| 1.5°C Dublin

I bought my ballgown in Manhattan - and it was reduced to ashes in New York

THE beautiful Nordstrum frock had managed a trip across the Atlantic, an appearance at the VIP Peter Mark Style Awards draped beautifully on Dublin's top diarist Lorna Nolan, before its sad end in a famous Dublin dry cleaners.

The emerald-green, full-length dress cost me just $500 (€372) in the Big Apple.

Upon hearing the news of the fire at New York dry cleaners in the early hours of yesterday morning, a feeling of dread set in. The taxi driver taking me into work a few hours later told me that the place was gutted.

And then I remembered how I had recommended the cleaners to Lorna after the VIP Style Awards. As I feared, she had dropped it in -- and was planning to collect it at some stage this week.

I only managed to wear the dress myself once, for approximately three hours at a ball.

I trudged up to the premises in the bitter cold in the vain hope that it might have been salvaged. I still had my ticket tucked away in my wallet.

A man armed with a torch and florescent jacket shook his head sadly and said my dress was no more.
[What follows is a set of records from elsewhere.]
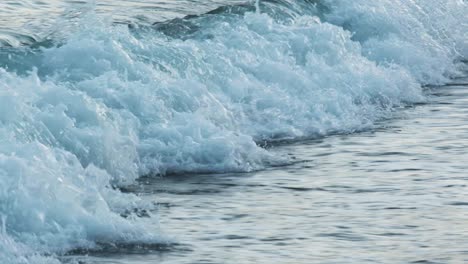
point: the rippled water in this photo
(308, 131)
(396, 194)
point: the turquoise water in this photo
(221, 132)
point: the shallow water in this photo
(309, 131)
(396, 194)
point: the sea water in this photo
(233, 131)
Now all I have is a picture of Lorna wearing my beloved dress -- I didn't even bother taking one of myself.

Bad luck -- but it could have been much worse. Nobody died and people will now be more affected than me.

A spokesperson for New York advised that all customers should hold on to their tickets, and they are hoping to begin processing claims within the next few days, although this could take some time.
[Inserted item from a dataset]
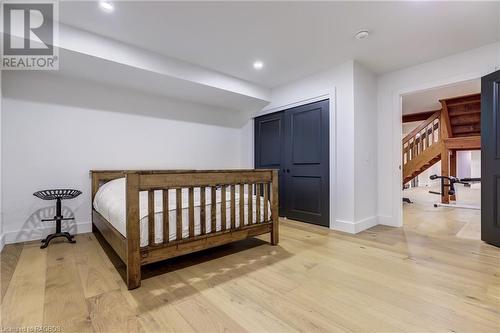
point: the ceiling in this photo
(428, 100)
(293, 39)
According to the Consumer Association of Ireland, there are two scenarios which could come into play for customers:

"If the dry cleaners goes out of business as a result of the fire, all customers with valid tickets will have to apply to the liquidator to be reimbursed for their lost items," a spokesperson told the Herald.

"If it reopens either as New York Dry Cleaners or under a different name but the same ownership, then theoretically all customers with a valid ticket will still have a contract with the cleaners.
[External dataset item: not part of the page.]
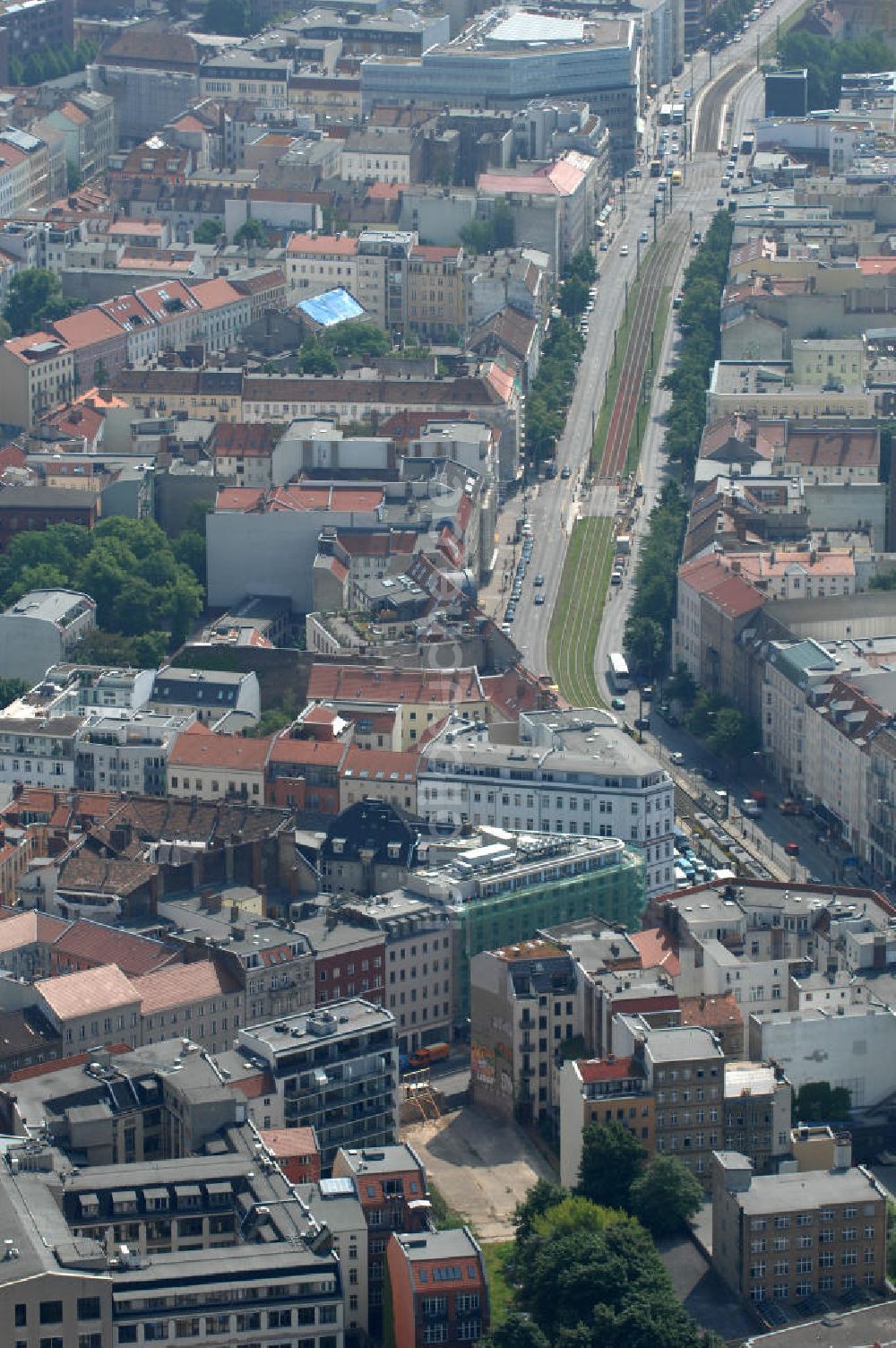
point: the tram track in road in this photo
(709, 130)
(636, 350)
"If a customer does not have proof of purchase, ie a valid receipt for their item, then it will come down to the level of insurance the dry cleaners have.

"If a satisfactory agreement between the consumer and the dry cleaners cannot be reached, then there is the option of going to the small claims court.

"If a customer can prove they had a very high value item in the cleaners at the time then there may also be a small chance it could be covered under their home insurance policy."

As for the dress, well we'll always have New York.